折り畳み傘 桔梗
その契約した人間は、常に五角形の小さな紙風船のような巾着を持っていた。
最強の道具が入っているのですよ。
ひっそりと、おっとりと、微笑を浮かべて人間は言った。
鬼は生まれて五十年経つと契約を結ぶ。
人間と契約を結ぶ。
結ばなければ力が発揮できなかったのだ。
ゆえに。
地面に星の召喚陣を描き、念じて、現れた人間と必ず契約を結ばなければならなかった。
最強の道具が入っているのですよ。
契約した人間はおっとりとした口調で言った。
すぐに見せてみろ。
鬼は言った。
見せて最強の道具と戦わせろ。
だめですよ。
契約した人間は言った。
最強の道具をそうやすやすと見せられますか。
鬼の意見を尋ねているのか、断定なのか、どちらかわからない言い方だった。
鬼は人間の言葉に頷いた。
確かに最強の道具なのだからそうやすやすと見せられぬか。
はい。
鬼は気になりながらも、早く見せろとせっつく事はしなくなった。
どうせ史上最悪の敵と戦う時に否応なく見せられるのだろうから、その時を待とうと考えたのだ。
しかし、待てども待てども、史上最悪の敵が現れなかった。
あ、もう自分が人間にとって史上最悪の敵になればいいんじゃね。
鬼は閃いた。
閃いて、すぐにだめだと思い直した。
契約した人間と戦ってはだめなのだ。
「むむむむむむむむ」
「何をそんなに唸っているのですか?」
「唸りたいから唸っているだけだ」
「そうですか。

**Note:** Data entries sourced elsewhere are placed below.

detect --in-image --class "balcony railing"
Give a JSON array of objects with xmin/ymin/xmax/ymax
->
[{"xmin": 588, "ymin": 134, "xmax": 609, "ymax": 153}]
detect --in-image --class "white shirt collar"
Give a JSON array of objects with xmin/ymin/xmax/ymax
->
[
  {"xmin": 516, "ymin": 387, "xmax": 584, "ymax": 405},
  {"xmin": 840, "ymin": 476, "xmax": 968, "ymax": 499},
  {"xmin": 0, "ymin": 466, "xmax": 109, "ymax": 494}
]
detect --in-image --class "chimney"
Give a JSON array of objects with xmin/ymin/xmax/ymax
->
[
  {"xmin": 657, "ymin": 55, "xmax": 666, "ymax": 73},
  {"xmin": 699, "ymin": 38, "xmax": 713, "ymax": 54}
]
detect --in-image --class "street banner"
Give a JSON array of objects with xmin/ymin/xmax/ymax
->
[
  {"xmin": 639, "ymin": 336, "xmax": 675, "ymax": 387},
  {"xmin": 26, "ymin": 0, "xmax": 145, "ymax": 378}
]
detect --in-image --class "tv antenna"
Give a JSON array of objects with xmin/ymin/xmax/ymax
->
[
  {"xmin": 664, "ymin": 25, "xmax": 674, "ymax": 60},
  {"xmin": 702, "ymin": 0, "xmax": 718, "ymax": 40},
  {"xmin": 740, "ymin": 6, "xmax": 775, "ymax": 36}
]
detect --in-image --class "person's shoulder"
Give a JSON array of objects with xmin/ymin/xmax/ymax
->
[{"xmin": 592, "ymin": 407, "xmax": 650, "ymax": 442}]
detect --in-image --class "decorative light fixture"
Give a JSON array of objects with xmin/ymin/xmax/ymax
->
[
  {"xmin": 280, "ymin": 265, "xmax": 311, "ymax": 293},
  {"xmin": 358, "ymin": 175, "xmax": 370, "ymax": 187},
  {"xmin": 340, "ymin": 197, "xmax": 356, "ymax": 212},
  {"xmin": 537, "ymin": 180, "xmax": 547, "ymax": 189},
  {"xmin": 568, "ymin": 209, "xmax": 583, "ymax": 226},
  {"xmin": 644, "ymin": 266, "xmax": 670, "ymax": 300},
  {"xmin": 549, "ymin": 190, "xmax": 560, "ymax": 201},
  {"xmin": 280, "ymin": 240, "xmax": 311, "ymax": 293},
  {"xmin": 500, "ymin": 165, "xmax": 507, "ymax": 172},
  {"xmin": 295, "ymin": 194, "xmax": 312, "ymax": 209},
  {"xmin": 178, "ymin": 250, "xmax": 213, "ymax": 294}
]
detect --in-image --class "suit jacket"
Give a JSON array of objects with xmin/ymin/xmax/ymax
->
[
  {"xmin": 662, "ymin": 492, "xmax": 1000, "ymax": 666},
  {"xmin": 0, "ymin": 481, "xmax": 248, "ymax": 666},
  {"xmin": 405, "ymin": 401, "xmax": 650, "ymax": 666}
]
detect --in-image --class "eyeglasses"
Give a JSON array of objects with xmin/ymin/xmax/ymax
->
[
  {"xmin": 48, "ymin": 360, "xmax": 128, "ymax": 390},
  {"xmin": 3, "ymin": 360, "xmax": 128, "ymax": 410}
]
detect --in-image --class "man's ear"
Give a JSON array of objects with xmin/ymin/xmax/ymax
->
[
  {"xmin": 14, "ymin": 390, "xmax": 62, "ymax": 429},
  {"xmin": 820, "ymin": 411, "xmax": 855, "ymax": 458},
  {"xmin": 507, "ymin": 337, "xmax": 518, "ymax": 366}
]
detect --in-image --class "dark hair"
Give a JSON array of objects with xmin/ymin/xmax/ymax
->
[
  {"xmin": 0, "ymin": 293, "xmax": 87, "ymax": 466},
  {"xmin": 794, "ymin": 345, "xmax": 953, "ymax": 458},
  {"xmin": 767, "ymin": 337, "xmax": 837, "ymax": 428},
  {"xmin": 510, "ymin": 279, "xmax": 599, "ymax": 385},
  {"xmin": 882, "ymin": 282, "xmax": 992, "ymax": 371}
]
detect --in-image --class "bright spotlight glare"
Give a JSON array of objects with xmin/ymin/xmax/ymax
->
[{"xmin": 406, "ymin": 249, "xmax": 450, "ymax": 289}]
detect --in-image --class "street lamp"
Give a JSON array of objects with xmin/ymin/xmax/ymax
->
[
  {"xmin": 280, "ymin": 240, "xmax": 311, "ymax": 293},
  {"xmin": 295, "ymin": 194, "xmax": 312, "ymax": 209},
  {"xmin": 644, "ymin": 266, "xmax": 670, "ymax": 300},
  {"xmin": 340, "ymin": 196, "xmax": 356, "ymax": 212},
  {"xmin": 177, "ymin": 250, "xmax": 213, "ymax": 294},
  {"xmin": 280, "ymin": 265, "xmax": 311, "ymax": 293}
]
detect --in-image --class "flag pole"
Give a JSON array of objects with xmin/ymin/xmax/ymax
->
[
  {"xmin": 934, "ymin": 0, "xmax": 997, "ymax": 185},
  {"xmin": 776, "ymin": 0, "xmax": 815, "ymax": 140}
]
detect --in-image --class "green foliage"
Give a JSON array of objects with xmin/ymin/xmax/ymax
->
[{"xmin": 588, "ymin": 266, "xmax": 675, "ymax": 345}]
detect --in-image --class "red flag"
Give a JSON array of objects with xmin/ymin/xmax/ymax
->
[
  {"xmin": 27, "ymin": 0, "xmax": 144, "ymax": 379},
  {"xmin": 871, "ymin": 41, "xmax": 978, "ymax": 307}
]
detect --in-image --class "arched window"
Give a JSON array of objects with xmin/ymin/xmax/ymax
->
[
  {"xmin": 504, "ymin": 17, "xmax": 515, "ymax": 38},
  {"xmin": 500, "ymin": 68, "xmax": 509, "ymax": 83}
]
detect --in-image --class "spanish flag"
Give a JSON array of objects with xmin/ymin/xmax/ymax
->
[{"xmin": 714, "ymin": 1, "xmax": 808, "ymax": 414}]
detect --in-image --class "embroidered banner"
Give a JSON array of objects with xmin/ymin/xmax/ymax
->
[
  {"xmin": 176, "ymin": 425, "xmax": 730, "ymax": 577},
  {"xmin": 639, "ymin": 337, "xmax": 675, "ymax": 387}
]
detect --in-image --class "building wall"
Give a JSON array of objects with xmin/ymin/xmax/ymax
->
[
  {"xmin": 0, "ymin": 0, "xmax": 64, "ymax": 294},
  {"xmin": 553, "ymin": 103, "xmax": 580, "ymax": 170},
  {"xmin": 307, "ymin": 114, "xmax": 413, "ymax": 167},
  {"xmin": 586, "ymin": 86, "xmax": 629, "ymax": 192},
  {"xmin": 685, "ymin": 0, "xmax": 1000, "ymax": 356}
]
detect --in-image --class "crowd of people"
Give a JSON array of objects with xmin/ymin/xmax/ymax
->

では存分に唸ってくださいな」
「ああ」
もう自分から最強の道具の事は口に出さないと決めていた鬼は、唸る事しかできなかった。
「むむむむむむむむむ」
「むって言う文字を見続けると、マッソーポーズに見えてきますよね」
「マッソーポーズとは何だ?」
「筋肉が美しく見える姿勢です」
ほら。
そう言った人間の取った姿勢は卍に見えた。
美しくは見えなかった。
さらに次々と変な姿勢を取る人間に鬼が呆れていると、鼻先に雫が当たった。
ぽつぽつりと。
久方ぶりの雨だった。
梅雨入りしたと言うのに全く降らず、空梅雨になるかと思われたが、どうやら無事に雨は降るらしい。
「あ。雨ですね!」
鬼は初めて聞いた。
人間の大声を。
鬼は初めて見た。
人間が巾着の中身を、即ち、最強の道具を出そうとする所を。
条件があったのか。
なるほどなるほど。
雨天時にしか発揮できなかったのだこの最強の道具は。
鬼は色めき立った。
「えーーー」
「ふふふ。漸くこの最強の道具、折り畳み傘の出番ですね」
「えーーー」
「このしゃきしゃかぱって組み立てるって言うんですか。いえ、実際には引き伸ばして最後に開くだけなんですけど。秘密機械を組み立てる感じがして高揚しますよね。まさに最強の道具。普段はこんなに小さくまとまっているのも好感触です。いや~すごいですよね。あ、鬼さん。ほらもっと近寄らないと濡れますよ」
「えーーー」
「あー、鬼さん。背が高いから。あ。鬼さんが持った方がどちらも濡れませんよ。ほら」
「えーーー」
鬼はとても、とてもがっかりしながらも、人間が持ってと言った桔梗の花の形をした折り畳み傘を持った。
その折り畳み傘は小さくて、人間も鬼もしっかりと片側の肩が濡れてしまった。
「えーーー」
「あはは。よし。私がこの折り畳み傘を大きくしますよ。そうしたら濡れませんから」
「えーーー」
「もう。何をそんなにがっかりしているのですか?」
「えーーー」
「しょうがないですね。今日は鬼さんの大好物を料理しますから。本当は私の大好物にしようと思っていたのですけど。仕方ありませんね」
「よし。すぐに食材を買いそろえるぞ。ほら。もたもたするな。ああ。仕方ない」
瞬時に気分を入れ替えた鬼は片腕で人間を抱えて、片腕で折り畳み傘を持って走り出した。
なるほどなるほどこうすれば濡れないな。
そうわかった人間はこれ以降、折り畳み傘をさす時は鬼に抱えてもらう事にしたのであった。